There are two problems with the Ha’aretz editorial of May 10, 2017, which declares that there is a Palestinian partner. One is that the “facts” on which the argument is based are simply incorrect, and it simply ignores other inconvenient facts that contradict its central argument. The second problem lies in the question: is there or is there not a Palestinian partner and for what? For negotiations? For an agreement? For both?
Let us begin with the first problem. The central argument on which the entire editorial is based claims that since he was elected president in 2005, Mahmoud Abbas has persisted in his call for the realization of the two-states for two peoples solution according to the 1967 lines. The truth is that Abbas supports a “two-state solution,” but firmly opposes “two states for two peoples.” His opposition stems from the fact that the heart of the Palestinian narrative asserts that the Jews are not a people or a nationality, but members of a religion, and therefore they have no right to self-determination or to their own nation-state, certainly not in Palestine, for which they have no basis to claim sovereignty.

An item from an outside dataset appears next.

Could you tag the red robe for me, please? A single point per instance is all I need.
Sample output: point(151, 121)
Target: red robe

True, when Abbas is pushed into a corner, he is willing to use the phrase “two states for two peoples,” but Abbas means a state for the Palestinian people (on the 1967 lines with limited land swaps, including a capital in east Jerusalem), and a country without an ethnic identity – a state for the “Israeli people,” i.e., a state of all its citizens. In fact, he uses the expression “the Israeli people” quite often. Unlike Abbas, many Israelis support a two-state solution within whose framework the Palestinians will recognize Israel as the (democratic) nation-state of the Jewish people.
For both Abbas and Hamas (according to Hamas’ new political document), a Palestinian state within the 1967 lines is a step towards realizing the Palestinian vision of correcting the injustice inherent in Zionism, by establishing a Palestinian state over the entire territory of the British Mandate for Palestine. This is the “phased plan” of 1974, which the Palestinians never abandoned. It is clear to them that the realization of this vision will not be possible in the near future, but their commitment to it is uncompromising. It is part of the education that they give to their children. It also explains the words of Palestinian Prime Minister Rami Hamdallah to Turkish President Erdogan this week that Palestinians have been suffering from the occupation for 69 years (since Israel was established).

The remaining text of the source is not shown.